Saint Grégoire le Grand

 

 

 

« Jésus, fils de David, aie pitié de moi. »

lundi 18 novembre 2019

Remarquons-le, c’est quand Jésus approche de Jéricho que l’aveugle recouvre la vue. Jéricho signifie « lune », et dans l’Écriture Sainte la lune est le symbole de la chair vouée à disparaître ; à tel moment du mois elle décroît, symbolisant le déclin de notre condition humaine vouée à la mort. C’est donc en approchant de Jéricho que notre Créateur rend la vue à l’aveugle. C’est en se faisant notre proche par la chair, qu’il a revêtue avec sa mortalité, qu’il rend au genre humain la lumière que nous avions perdue. C’est bien parce que Dieu endosse notre nature que l’homme accède à la condition divine.

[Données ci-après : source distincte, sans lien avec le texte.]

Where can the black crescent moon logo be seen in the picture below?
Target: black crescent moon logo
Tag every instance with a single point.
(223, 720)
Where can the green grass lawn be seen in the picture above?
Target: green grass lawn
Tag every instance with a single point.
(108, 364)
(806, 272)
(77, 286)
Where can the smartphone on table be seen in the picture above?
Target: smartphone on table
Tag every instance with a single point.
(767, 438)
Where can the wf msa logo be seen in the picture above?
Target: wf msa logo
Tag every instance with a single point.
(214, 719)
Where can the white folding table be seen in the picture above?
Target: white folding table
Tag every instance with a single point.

Et c’est très justement l’humanité qui est représentée par cet aveugle, assis au bord du chemin et mendiant, car la Vérité dit d’elle-même : « Je suis le chemin » (Jn 14,6). Celui qui ne connait pas l’éclat de la lumière éternelle est bien un aveugle, mais s’il commence à croire au Rédempteur, alors il est « assis au bord du chemin ». Si, tout en croyant en lui, il néglige d’implorer le don de la lumière éternelle, s’il refuse de le prier, il reste un aveugle au bord du chemin ; il ne se fait pas demandeur. (…) Que tout homme qui reconnaît les ténèbres qui font de lui un aveugle, que tout homme qui comprend que la lumière éternelle lui fait défaut, crie du fond de son cœur, qu’il crie de tout son esprit : « Jésus, fils de David, aie pitié de moi. »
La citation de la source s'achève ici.